Due to this, the data gathered together in the course of the investigations carried out in Gwoździec is of great significance to studies on the dating, settlement, and economy of the early LBK phase in Poland. It should be explicitly noted that the "early phase" of LBK on Polish territory corresponds to the Flomborn/Ačkovy phase . The next—middle phase—the Music Note phase, in southeastern Poland is absolutely dated to ca. 5300–5000 BC [1, 5]. This "overlapping" of dating from Gwoździec for the Gniechowice/Zofipole phase with general dating for the Music Note phase is surprising and creates some questions.

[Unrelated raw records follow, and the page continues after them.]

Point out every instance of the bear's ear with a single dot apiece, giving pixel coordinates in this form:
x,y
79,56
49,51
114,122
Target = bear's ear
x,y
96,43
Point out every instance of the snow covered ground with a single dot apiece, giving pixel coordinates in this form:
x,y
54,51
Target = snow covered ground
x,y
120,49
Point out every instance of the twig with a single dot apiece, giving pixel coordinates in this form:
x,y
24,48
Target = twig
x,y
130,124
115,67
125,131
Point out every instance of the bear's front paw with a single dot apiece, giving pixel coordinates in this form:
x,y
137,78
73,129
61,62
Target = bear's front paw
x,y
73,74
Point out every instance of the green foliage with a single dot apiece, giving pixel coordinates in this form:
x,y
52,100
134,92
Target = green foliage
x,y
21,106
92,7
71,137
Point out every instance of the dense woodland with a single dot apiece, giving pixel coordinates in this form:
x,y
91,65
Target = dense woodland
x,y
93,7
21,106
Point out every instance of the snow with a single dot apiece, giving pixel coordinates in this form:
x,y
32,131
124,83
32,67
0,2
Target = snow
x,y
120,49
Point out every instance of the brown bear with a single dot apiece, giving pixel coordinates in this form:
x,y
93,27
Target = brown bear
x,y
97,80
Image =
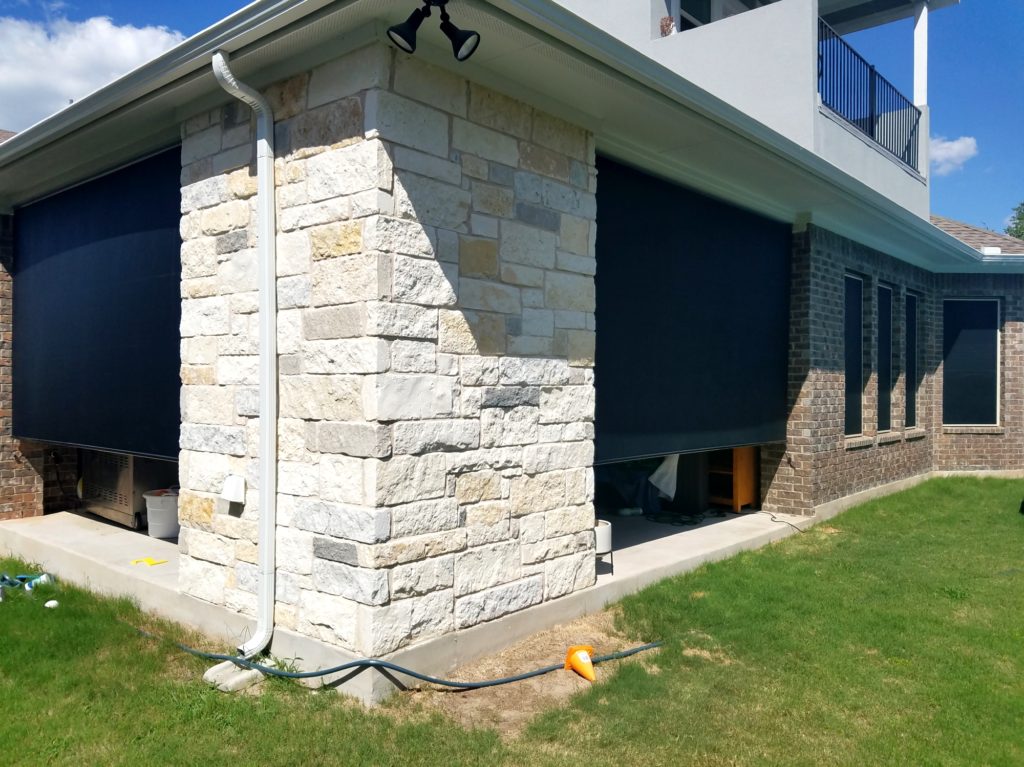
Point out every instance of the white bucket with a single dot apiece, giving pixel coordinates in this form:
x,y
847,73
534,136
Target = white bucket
x,y
603,535
162,513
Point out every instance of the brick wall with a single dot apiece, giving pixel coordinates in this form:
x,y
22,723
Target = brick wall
x,y
20,465
819,463
436,340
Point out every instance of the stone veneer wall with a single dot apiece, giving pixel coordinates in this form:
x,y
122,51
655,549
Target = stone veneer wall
x,y
436,339
20,464
820,464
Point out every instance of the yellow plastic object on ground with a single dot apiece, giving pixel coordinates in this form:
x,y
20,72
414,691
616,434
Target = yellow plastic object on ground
x,y
578,658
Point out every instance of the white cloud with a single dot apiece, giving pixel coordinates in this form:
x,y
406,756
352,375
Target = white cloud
x,y
44,65
950,156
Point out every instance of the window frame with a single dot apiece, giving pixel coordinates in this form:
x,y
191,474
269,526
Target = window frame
x,y
998,359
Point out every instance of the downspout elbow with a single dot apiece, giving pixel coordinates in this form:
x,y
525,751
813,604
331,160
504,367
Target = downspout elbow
x,y
266,251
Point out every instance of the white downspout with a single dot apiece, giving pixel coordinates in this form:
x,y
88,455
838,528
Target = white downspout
x,y
267,254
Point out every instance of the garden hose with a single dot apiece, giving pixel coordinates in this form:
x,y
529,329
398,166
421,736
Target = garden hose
x,y
369,663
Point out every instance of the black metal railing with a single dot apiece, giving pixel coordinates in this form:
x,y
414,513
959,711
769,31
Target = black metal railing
x,y
850,87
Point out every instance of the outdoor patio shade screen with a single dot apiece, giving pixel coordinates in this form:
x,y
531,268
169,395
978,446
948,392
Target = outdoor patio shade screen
x,y
96,312
692,321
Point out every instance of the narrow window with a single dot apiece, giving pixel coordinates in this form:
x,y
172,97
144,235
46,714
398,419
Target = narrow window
x,y
910,380
970,361
854,350
885,347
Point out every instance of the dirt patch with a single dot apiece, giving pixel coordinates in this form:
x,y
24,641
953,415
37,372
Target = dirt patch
x,y
509,708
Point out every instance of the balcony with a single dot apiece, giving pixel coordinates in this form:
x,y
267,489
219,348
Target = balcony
x,y
852,89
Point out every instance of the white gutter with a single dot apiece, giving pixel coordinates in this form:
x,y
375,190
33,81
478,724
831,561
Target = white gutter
x,y
267,258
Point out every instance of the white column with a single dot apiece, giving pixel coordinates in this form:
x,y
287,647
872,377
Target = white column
x,y
921,54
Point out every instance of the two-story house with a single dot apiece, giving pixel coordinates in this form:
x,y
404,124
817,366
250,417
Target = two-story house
x,y
382,327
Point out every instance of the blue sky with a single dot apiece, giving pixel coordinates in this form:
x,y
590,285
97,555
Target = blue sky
x,y
976,78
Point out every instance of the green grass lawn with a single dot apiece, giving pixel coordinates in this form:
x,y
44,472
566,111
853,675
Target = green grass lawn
x,y
893,634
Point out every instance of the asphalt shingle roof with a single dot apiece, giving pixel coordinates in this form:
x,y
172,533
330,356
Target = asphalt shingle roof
x,y
978,238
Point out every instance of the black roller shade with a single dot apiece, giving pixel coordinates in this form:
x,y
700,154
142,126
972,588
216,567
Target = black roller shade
x,y
885,357
853,337
970,361
692,321
96,312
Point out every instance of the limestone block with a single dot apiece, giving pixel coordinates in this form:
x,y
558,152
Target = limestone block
x,y
534,372
426,165
527,245
327,397
400,551
346,356
295,551
359,278
304,216
486,143
384,630
358,584
204,438
544,161
199,257
542,458
293,292
566,405
398,397
574,236
205,316
569,520
487,522
561,136
332,126
414,356
422,578
406,478
346,76
202,580
208,405
565,574
431,203
329,618
401,321
579,264
504,427
205,194
491,458
398,236
569,292
298,477
294,253
471,333
479,371
409,123
579,346
353,438
424,516
478,257
343,479
485,566
480,294
530,495
348,170
499,112
434,436
338,239
335,322
225,217
204,472
478,485
424,282
487,605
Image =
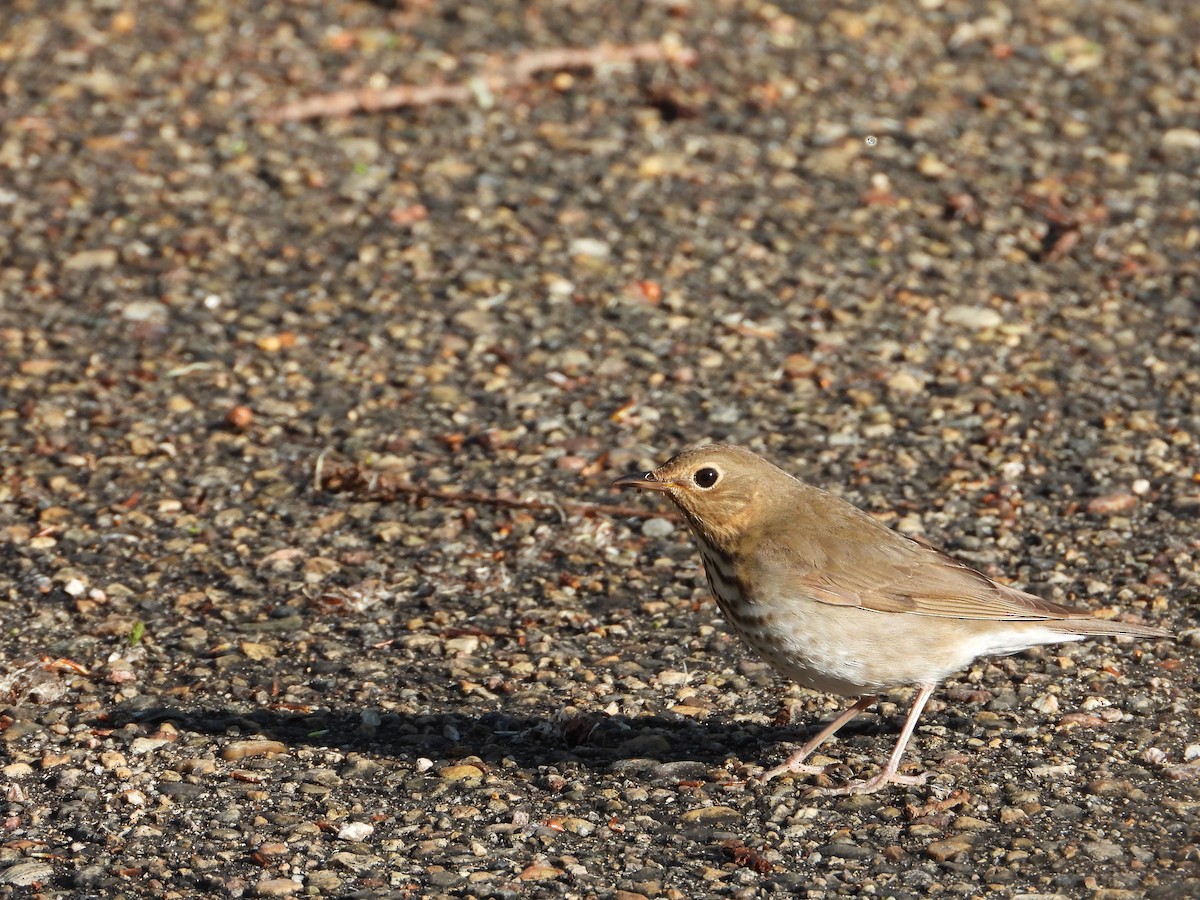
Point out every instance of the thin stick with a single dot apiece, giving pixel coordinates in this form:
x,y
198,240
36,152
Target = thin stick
x,y
382,486
497,76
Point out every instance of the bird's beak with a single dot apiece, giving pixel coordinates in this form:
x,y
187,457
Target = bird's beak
x,y
642,480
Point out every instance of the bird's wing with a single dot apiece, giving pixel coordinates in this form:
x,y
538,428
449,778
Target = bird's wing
x,y
900,575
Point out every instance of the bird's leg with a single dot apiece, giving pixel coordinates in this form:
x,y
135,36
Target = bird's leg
x,y
889,772
796,761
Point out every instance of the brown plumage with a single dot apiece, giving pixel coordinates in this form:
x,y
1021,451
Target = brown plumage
x,y
838,601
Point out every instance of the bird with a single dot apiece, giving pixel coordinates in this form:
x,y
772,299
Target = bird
x,y
839,603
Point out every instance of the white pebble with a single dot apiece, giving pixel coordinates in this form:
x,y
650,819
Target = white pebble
x,y
354,832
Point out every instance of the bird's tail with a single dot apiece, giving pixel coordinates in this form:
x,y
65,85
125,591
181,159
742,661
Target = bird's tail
x,y
1090,627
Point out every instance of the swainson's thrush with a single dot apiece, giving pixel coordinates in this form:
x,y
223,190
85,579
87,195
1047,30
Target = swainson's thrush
x,y
840,603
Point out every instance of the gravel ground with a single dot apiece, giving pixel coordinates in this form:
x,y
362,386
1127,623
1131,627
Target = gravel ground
x,y
312,580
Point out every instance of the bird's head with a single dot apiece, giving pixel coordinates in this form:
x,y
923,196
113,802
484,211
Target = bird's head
x,y
719,489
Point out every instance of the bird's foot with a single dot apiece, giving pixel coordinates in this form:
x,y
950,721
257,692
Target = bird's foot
x,y
869,786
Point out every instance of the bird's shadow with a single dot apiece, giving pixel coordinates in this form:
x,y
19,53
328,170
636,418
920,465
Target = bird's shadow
x,y
592,739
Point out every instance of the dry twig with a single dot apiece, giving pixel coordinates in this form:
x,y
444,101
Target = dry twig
x,y
387,487
497,76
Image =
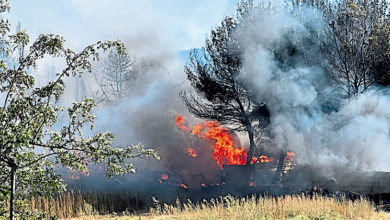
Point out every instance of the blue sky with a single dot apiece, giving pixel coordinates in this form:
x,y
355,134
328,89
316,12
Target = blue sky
x,y
181,24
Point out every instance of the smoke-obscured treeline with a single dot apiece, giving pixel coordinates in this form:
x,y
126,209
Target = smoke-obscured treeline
x,y
310,77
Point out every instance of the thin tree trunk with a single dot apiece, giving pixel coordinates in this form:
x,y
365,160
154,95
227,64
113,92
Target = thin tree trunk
x,y
279,169
252,145
12,196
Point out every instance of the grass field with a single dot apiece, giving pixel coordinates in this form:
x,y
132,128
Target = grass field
x,y
289,207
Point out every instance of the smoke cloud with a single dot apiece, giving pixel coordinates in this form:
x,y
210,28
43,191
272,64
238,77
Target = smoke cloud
x,y
326,132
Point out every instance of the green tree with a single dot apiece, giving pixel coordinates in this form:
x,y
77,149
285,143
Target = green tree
x,y
32,142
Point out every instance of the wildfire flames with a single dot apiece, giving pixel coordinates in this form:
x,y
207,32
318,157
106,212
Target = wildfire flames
x,y
261,159
180,123
224,152
290,156
163,178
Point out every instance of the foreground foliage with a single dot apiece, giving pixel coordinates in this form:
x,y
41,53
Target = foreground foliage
x,y
37,133
228,207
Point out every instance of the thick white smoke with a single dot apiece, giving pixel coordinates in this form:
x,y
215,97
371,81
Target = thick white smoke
x,y
355,135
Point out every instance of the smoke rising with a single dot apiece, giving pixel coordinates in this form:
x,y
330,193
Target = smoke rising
x,y
326,132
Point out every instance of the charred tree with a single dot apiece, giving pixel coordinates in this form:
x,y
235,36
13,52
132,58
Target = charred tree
x,y
118,71
218,94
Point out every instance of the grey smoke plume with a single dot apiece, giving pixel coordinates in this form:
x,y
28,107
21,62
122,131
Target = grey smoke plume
x,y
353,135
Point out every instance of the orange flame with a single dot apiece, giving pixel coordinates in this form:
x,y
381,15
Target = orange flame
x,y
290,156
183,185
261,159
180,123
191,152
224,152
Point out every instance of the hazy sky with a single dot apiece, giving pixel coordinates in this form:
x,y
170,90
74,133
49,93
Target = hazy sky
x,y
179,23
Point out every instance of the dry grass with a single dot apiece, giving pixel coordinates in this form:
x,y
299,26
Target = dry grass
x,y
288,207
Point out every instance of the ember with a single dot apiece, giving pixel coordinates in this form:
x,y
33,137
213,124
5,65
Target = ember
x,y
180,123
290,156
224,152
183,185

First of all the specific development of ornamentation during the early phase LBK is confronted with absolute dates. There is also a problem of stylistic backwardness regarding the Music Note phase. The building complex stylistically corresponds to the Zofipole (Ib)-Flomborn-Ačkovy phase, but the radiocarbon dates are not in accordance with the expected age of the discovered structures and pottery fragments. So in Gwoździec the Zofipole style was continued, while in other areas the Music Note phase developed. It is not known whether this was similar in Targowisko, as there are no 14C datings. This raises the question whether the site in Gwoździec is a special case, where we can observe a stylistic development from phase I to the beginning of phase III within a short period of time, corresponding, in terms of absolute chronology, with the Music Note phase of the LBK. Moreover, was this archaization in stylistics due to a certain location of the site, being slightly remote from the settlement centres extending to the south, towards the sub-mountainous regions? From south-eastern Poland, apart from the site in Gwoździec, the only 14C dates for the old LBK phase are known from Samborzec . They are within the same timeframes of absolute dating. Due to a lack of dating (for example, for the Polish Lowlands only three 14C dates are known, burdened additionally with a huge statistic error) , it is difficult to compare the beginnings of the LBK settlement with other regions of Poland. It seems, however, that this process was younger than it has been assumed [5, 6], and that it took place not earlier than ca. 5350 BC. Nevertheless, there is a possibility of earlier, occasional presences of the LBK pioneers in caves of the Kraków-Częstochowa Jura. In fact, a few of them delivered the “pure (homogenous) materials” of the Gniechowice phase (Ia) of the LBK development, which are correlated with the Bíňa-Bicske LBK phase (ca. 5500/5400 BC) . This issue, however, requires further dating, analyses and studies.